“Do not judge, or you too will be judged. 2 For in the same way you judge others, you will be judged, and with the measure you use, it will be measured to you.3 “Why do you look at the speck of sawdust in your brother’s eye and pay no attention to the plank in your own eye? 4 How can you say to your brother, ‘Let me take the speck out of your eye,’ when all the time there is a plank in your own eye? 5 You hypocrite, first take the plank out of your own eye, and then you will see clearly to remove the speck from your brother’s eye.
6 “Do not give dogs what is sacred; do not throw your pearls to pigs. If you do, they may trample them under their feet, and turn and tear you to pieces.
Jesus now moves on to a personal character issue. He says flatly that we are not to judge others. The reason for this is that we will be judged by the same standard we apply to others. We have sinned. Our neighbors and friends have sinned. If we condemn them without first acknowledging our own sin, our penalty will be just as severe.
Jesus illustrates this point with a humorous story about two people that have something in their eyes. You can't very well help your friend take a speck of sawdust out of his eye when you have a 2x4 in your own eye. Or, put another way, you cannot condemn your neighbor for flaunting his wealth when your heart is filled with envy and covetousness.
We need to tend to our own spiritual problems rather than point to the failures of others. Once we acknowledge those failures before the Great Judge, then maybe we can use what we have learned from the experience to help (not judge) our failing brother or sister rather than condemn them.

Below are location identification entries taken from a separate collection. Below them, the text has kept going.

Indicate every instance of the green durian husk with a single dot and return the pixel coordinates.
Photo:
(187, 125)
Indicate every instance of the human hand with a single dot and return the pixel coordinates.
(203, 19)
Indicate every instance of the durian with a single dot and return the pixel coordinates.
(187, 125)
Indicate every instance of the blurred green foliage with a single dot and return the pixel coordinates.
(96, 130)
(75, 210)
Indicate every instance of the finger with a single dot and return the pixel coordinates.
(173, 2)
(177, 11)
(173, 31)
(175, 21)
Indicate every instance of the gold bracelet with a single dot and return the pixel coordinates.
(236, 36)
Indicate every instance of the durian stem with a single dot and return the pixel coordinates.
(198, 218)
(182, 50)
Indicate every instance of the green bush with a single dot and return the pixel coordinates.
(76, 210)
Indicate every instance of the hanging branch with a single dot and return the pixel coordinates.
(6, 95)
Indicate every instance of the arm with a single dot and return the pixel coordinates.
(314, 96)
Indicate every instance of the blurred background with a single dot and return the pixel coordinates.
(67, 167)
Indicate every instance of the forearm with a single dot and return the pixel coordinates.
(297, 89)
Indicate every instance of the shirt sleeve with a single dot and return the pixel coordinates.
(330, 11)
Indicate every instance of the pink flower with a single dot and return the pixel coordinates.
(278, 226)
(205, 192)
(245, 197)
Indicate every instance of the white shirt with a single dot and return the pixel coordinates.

God has little patience for hypocritical, judgmental people, but at the same time, I think He wants us to use an enlightened discernment about others. there are those in this world on whom words of warning and judgement would be wasted. Even offering an opinion about their behavior might be dangerous. We need to steer clear of these people because they are not in a place where a call to righteousness would have any value to them. This is what Jesus is talking about in verse 6. You can't give a new car to a 4 year old to drive and you should not waste scripture on a reprobate mind. Neither makes sense and both could be dangerous. We have to wait until God has made them ready and receptive.
-So what do you think was going on in the Judaism of Christ's time that He felt He needed to address this issue of judging others?
It's what has always gone on among human and even among God's people. They were judging each other. In Judea, the religious leadership regularly passed judgement on others using their interpretation of God's laws. However, their interpretation and practice of God's law was, as Jesus pointed out time and time again, a sin itself. They were no more righteous then the people they condemned, except in their own minds.
-What was the result of the self-righteous attitudes of the religious leadership?
Rank and file sinners were barred from their only source of help and salvation. They were separated from God by the rule keepers. There was no place for them to turn.
-What did Jesus' illustration about eyes and bits of wood say to His listeners?
We all have sin in our lives. Some have a lot and some not so much, but it all separates us from God if we let it. Pointing out a brother's sin does nothing for the sin in our own lives. Instead, we should all look to clearing our own spiritual vision by removing the sin from our own lives and then helping - not judging - our brothers and sisters with their sin problems.
-Have you ever noticed, after reading the gospels, just how comfortable sinners were in Jesus' presence? Why do you think this is the case?
He did not judge them. He helped them. He helped them see for themselves what their problems were and He had compassion on them and He forgave them.
-Have you sen the opposite pattern in the gospels where the religious people were very uncomfortable in Jesus' presence? Why do you think this was the case?
He convicted them of their abject failure to keep their own rules, let alone God's law. See Luke 7:36-50 and John 8:1-11 for examples of this. These are amazing examples of how, without judging, Jesus led people to see their own sin. The sinners in the story were glad for God's grace. Those that considered themselves religious, sort of slunk away in horror.
-So what about today? Do you think unbelieving sinners would feel comfortable with us today as they did with Jesus?
If you are honest, can you really say yes to that question?
-Has the Church become a fortress to protect the "pure" and keep out sin? Should it not be more like a hospital, admitting the diseased and injured in search of a cure or healing?
These are worrisome questions. We do not want to become like our world's culture, but we do want to welcome them in when they are ready and not beat them up for their former lives. We want them to know they have a place with us in His kingdom if that is what they want. We must not put up barriers of prejudgment.
-So is there ever a time or place for judgement of others?
Check out Romans 2:1-4. Read about the situation in Corinth in I Corinthians 5. Then see the best policy about the matter in I Thessalonians 5:14-24.
If we avoid sin, we will likely NOT be judged by anyone - God or man. Barring that, I think we have to immediately throw ourselves on the mercy of God's court. Grace is available. Men may not be so generous, but God will take up for us if repentance is in evidence.
Bottom line...don't judge others. Just don't. It does not help them or you.